In the previous chapter, we used a t-test to determine whether there were significant differences in classification accuracies compared to chance. While this approach has been used by several researchers in the past (e.g., Li et al., 2009), the nature of the classification accuracies violates some of the assumptions of the t-test, which is a parametric test. For example, this test assumes that the values are normally distributed around zero; in the case of classification accuracies, however, all of the numbers are constrained to be positive. (A review of the problems of applying parametric methods to classification results can be found in Allefeld et al., 2016).

To remedy this, we can use other analyses. Here, we will review how to do non-parametric analyses with a toolbox called Statistical non-Parametric Mapping (SnPM).

SnPM can be downloaded by clicking on this link and clicking on `Registration`. You will be required to fill out a form with your email address. When you have finished filling out the form, you will be able to download the package. Unzip it, open a Terminal, navigate to the folder `~/spm12/toolbox/`, and type:

```mv ~/Downloads/SnPM-devel-SnPM13.1.08 SnPM13
```

Then open a Matlab terminal, click on the `Set Path` button, and click `Add Folder`. Select the folder `SnPM13` in the toolbox directory, click `Save`, and then close the window.

## Creating the SnPM Batch

From the Matlab terminal, open SPM by typing `spm fmri`. Click on `Batch`, then select `SPM -> Tools -> SnPM -> Specify -> Multisub: One-sample T-test on diffs/contrasts`. This will open a new editor window. Add the following modules as well: `SPM -> Tools -> SnPM -> Compute` and `SPM -> Tools -> SnPM -> Inference`.

From the Matlab terminal, navigate to the Haxby_Data directory, and create a new directory for our non-parametric results by typing `mkdir 2ndLevel_GroupResults_SnPM`. Select this as the Analysis Directory in the Batch Editor window, and for Images to Analyze, select the smoothed and warped res_minus_chance images, entering `swres` in the filter field to help with your search. Leave the number of permutations at 5000, and change the “Cluster inference” option from `None` to `Yes (slow)`. Leave the rest of the defaults the same.

Next, click on the `Compute` module, click the `Dependency` button, and select the configuration file from the MultiSub module.

Lastly, click on the `Inference` module, select `Dependency` and choose the output from the Compute module. From the `Type of Thresholding` menu, select `Cluster-Level Inference` and change the `Cluster-Forming Threshold` from NaN to 0.001. This will calculate an appropriate cluster-forming threshold with a voxel-wise threshold of 0.001; for more details, see this chapter. You can also choose to write a thresholded statistic image from the `Write thresholded/filtered statistic image?` to generate a statistical map that will only show those voxels that pass the cluster correction you specified. For now, we will set this to `Image name to write`, which will label the output image `SnPM_filtered`.
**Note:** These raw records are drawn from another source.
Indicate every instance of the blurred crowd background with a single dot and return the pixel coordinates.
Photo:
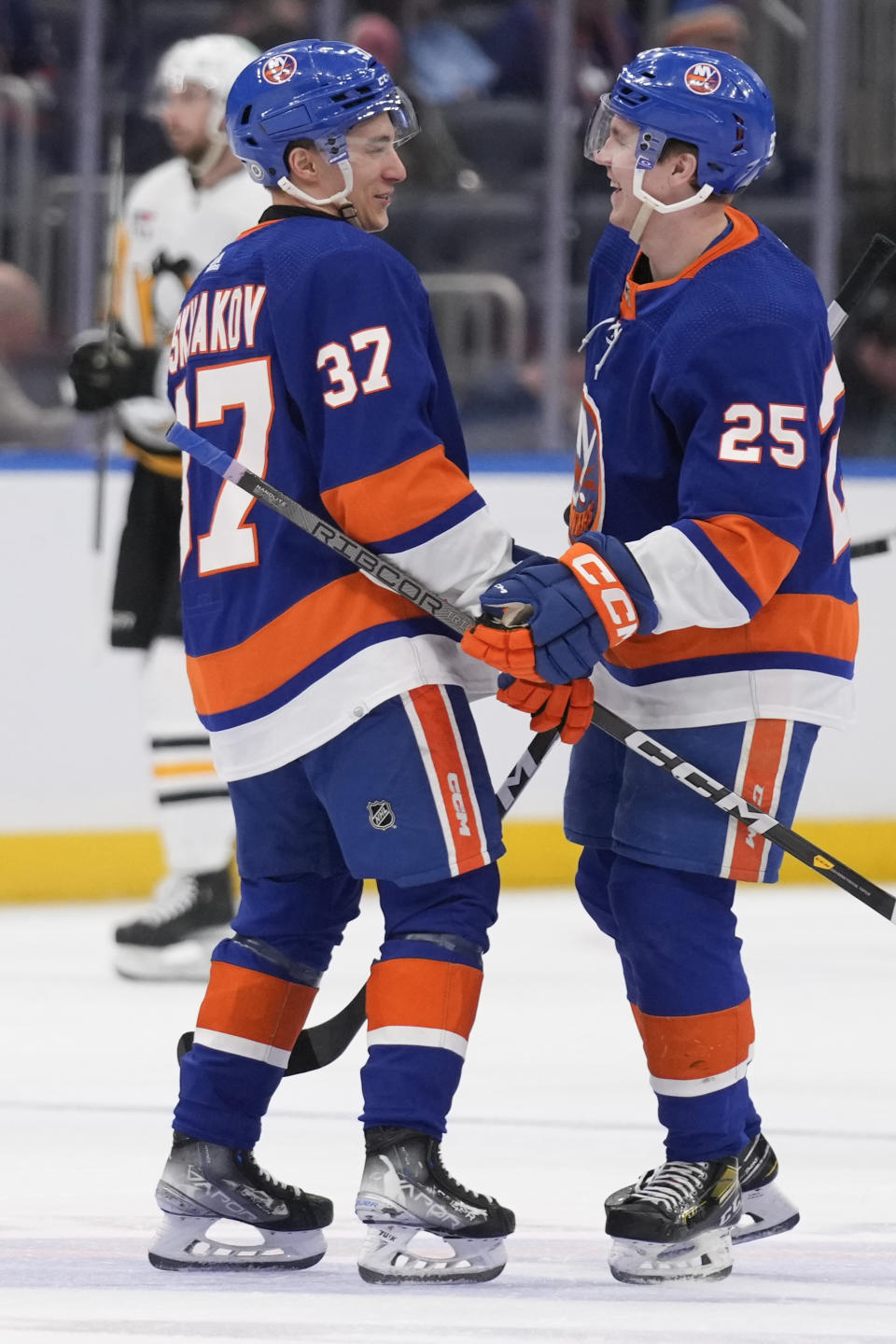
(500, 211)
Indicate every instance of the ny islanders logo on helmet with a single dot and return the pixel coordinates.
(280, 69)
(703, 78)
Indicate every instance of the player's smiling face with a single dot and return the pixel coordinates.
(618, 158)
(376, 170)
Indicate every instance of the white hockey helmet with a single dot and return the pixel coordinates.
(210, 62)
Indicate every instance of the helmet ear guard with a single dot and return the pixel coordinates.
(707, 98)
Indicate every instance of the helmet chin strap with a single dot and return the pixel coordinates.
(651, 203)
(340, 199)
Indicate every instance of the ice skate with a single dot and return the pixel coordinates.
(175, 935)
(220, 1211)
(675, 1224)
(406, 1190)
(766, 1209)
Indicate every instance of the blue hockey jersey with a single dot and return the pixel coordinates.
(306, 350)
(708, 441)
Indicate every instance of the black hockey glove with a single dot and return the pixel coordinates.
(107, 369)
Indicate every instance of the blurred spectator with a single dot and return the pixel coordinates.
(868, 360)
(699, 23)
(605, 38)
(271, 21)
(21, 338)
(445, 62)
(724, 27)
(24, 40)
(433, 159)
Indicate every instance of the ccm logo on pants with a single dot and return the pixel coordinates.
(457, 803)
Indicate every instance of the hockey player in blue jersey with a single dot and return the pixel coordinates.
(337, 711)
(708, 445)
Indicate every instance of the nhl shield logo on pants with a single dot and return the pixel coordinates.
(381, 815)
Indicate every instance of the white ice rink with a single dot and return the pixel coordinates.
(553, 1113)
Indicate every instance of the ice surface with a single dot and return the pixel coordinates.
(553, 1113)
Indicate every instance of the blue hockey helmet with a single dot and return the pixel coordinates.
(708, 98)
(309, 91)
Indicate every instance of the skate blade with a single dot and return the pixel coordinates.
(223, 1243)
(704, 1257)
(186, 959)
(385, 1258)
(764, 1212)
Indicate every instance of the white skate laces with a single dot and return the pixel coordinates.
(672, 1184)
(175, 895)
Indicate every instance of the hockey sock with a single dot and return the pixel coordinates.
(248, 1020)
(421, 1004)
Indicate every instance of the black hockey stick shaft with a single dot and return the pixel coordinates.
(874, 546)
(630, 736)
(859, 281)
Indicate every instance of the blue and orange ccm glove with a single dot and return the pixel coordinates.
(565, 707)
(575, 609)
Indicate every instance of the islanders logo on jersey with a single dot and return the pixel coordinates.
(703, 78)
(280, 69)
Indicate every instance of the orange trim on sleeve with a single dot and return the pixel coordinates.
(399, 497)
(791, 623)
(758, 555)
(415, 992)
(697, 1046)
(257, 1007)
(743, 230)
(292, 641)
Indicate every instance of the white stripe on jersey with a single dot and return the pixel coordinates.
(343, 696)
(470, 554)
(691, 702)
(685, 586)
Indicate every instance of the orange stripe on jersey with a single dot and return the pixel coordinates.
(292, 641)
(449, 766)
(743, 230)
(415, 992)
(791, 623)
(757, 554)
(697, 1046)
(399, 497)
(257, 1007)
(761, 785)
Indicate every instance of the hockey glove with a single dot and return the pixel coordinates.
(106, 369)
(565, 707)
(589, 601)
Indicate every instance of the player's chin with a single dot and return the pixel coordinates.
(376, 218)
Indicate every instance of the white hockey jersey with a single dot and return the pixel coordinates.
(170, 230)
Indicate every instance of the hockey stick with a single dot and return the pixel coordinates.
(623, 733)
(874, 546)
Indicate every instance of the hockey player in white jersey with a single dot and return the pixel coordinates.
(176, 218)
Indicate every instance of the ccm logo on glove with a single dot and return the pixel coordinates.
(605, 590)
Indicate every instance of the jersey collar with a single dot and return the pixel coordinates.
(743, 230)
(275, 213)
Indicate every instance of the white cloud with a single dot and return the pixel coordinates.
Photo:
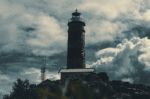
(130, 58)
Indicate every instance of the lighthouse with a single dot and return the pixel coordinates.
(76, 42)
(76, 67)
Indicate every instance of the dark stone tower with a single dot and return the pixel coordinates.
(76, 42)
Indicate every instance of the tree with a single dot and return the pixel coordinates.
(22, 90)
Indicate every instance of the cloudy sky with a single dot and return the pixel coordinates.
(117, 38)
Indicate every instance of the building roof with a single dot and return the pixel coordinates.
(77, 70)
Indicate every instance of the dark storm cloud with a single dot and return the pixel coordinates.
(32, 29)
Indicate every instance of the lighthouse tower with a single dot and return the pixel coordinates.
(76, 42)
(76, 52)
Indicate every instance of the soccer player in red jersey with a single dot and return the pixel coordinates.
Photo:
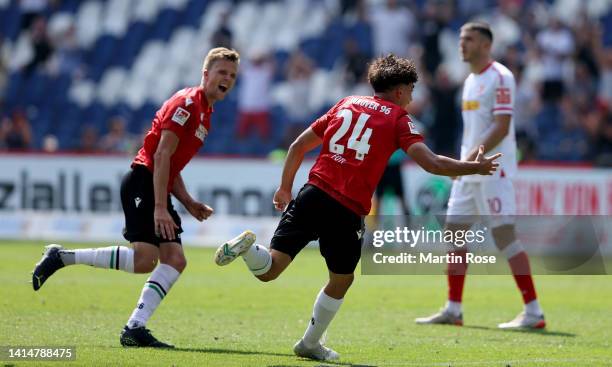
(488, 105)
(358, 135)
(152, 226)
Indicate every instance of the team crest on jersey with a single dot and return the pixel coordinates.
(412, 126)
(502, 96)
(180, 116)
(201, 132)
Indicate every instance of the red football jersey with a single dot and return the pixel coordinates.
(187, 114)
(359, 135)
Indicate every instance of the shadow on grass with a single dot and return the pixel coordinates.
(229, 351)
(250, 352)
(543, 332)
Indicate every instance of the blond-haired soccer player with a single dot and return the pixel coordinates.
(488, 105)
(152, 226)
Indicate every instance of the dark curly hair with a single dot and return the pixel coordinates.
(386, 73)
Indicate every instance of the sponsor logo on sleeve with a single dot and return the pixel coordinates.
(470, 105)
(180, 116)
(201, 132)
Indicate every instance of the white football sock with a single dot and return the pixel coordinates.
(113, 257)
(533, 308)
(453, 307)
(258, 259)
(154, 290)
(325, 309)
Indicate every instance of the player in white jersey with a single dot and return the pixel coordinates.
(487, 110)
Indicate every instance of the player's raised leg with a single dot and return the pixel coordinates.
(172, 263)
(532, 316)
(265, 264)
(326, 306)
(123, 258)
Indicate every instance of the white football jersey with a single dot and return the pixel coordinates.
(485, 95)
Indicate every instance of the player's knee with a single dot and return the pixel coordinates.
(144, 265)
(178, 262)
(268, 277)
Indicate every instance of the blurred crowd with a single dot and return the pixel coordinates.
(559, 51)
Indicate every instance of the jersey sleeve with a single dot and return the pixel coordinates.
(320, 125)
(503, 103)
(406, 132)
(177, 116)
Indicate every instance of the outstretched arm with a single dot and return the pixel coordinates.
(304, 143)
(494, 135)
(445, 166)
(164, 224)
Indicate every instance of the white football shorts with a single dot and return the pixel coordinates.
(492, 201)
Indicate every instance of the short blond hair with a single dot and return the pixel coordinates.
(220, 53)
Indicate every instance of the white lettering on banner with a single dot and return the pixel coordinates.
(78, 184)
(81, 184)
(539, 191)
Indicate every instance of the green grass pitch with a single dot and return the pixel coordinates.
(224, 317)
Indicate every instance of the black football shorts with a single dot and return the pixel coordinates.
(138, 201)
(316, 215)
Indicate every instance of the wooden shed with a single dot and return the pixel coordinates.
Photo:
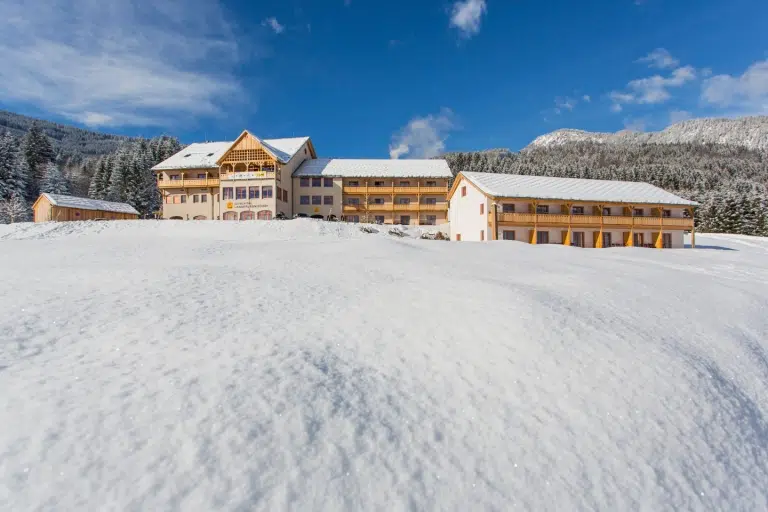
(57, 207)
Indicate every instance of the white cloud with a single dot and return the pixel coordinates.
(677, 116)
(747, 93)
(660, 58)
(423, 137)
(122, 62)
(652, 90)
(274, 25)
(466, 16)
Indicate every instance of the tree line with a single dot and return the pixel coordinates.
(29, 165)
(730, 182)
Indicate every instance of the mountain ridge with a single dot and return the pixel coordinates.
(748, 132)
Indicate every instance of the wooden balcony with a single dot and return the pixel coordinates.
(210, 182)
(596, 221)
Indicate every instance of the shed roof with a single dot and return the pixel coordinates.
(576, 189)
(85, 203)
(374, 168)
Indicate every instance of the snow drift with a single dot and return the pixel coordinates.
(301, 365)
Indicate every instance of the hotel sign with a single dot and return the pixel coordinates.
(247, 176)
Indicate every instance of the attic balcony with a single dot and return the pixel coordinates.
(185, 183)
(594, 221)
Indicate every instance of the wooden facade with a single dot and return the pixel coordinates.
(45, 211)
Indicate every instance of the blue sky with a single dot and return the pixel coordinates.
(375, 78)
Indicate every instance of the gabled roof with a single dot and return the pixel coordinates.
(576, 189)
(382, 168)
(206, 155)
(85, 203)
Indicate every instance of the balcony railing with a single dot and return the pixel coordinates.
(565, 220)
(372, 191)
(210, 182)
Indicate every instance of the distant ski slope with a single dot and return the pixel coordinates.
(302, 365)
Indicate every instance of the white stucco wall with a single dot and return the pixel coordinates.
(464, 214)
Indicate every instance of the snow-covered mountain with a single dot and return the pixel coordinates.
(749, 132)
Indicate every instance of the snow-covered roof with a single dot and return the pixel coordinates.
(381, 168)
(543, 187)
(205, 155)
(84, 203)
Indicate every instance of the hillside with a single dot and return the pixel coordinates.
(257, 366)
(69, 140)
(747, 132)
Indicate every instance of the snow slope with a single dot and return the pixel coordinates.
(300, 365)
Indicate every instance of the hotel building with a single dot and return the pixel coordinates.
(568, 211)
(252, 178)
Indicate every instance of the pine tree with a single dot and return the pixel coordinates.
(38, 152)
(54, 181)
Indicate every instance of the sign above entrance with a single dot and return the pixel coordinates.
(247, 175)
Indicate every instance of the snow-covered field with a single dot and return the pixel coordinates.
(301, 365)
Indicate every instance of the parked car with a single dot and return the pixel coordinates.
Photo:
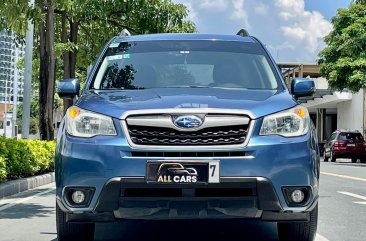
(186, 126)
(345, 144)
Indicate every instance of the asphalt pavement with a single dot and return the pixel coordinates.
(342, 216)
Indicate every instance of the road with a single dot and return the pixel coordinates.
(342, 216)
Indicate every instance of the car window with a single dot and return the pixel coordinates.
(186, 63)
(350, 136)
(333, 136)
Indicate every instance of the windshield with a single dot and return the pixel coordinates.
(157, 64)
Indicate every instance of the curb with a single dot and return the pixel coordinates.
(23, 184)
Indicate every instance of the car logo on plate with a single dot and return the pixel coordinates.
(188, 121)
(176, 173)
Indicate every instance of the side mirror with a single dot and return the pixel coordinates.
(68, 88)
(301, 87)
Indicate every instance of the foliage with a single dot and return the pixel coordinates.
(22, 158)
(81, 29)
(2, 169)
(343, 61)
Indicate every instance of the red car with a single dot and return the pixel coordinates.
(345, 144)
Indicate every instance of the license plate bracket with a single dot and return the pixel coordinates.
(183, 172)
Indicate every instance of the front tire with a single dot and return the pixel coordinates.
(299, 231)
(72, 231)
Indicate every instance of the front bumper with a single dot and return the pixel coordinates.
(268, 164)
(133, 198)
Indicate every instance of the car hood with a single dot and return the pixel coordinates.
(115, 102)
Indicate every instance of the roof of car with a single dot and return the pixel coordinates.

When you have filled out all of the modules, click the green “Go” button. Since we only have six subjects in this experiment, this should only take a few seconds. When it finishes, you will see a Maximum Intensity Projection (MIP) map, similar to what we observed when viewing the results from an fMRI experiment analyzed with SPM:

There are two major clusters that we see from this analysis: One that covers virtually all of the occipital lobes, with the highest intensity in the ventral occipital and temporal lobes, and another cluster in the left lateral frontal cortex. This replicates our previous analysis using parametric methods, which is reassuring, and it also uses a statistical approach that is more robust to violations of assumptions of normality.

## Next Steps

These non-parametric results can be reported from the MIP table, just as you would for fMRI results. If you generated the thresholded image as well, you can display this in a viewer of your choice, such as AFNI or fsleyes.

As of now (December 18th, 2020), we have not yet covered prevalence tests, which are considered the appropriate method for analyzing classification results (Allefeld et al., 2016). In the meantime, however, nonparametric tests should still be able to give you reliable results, especially if they are found in areas that were predicted by your hypothesis.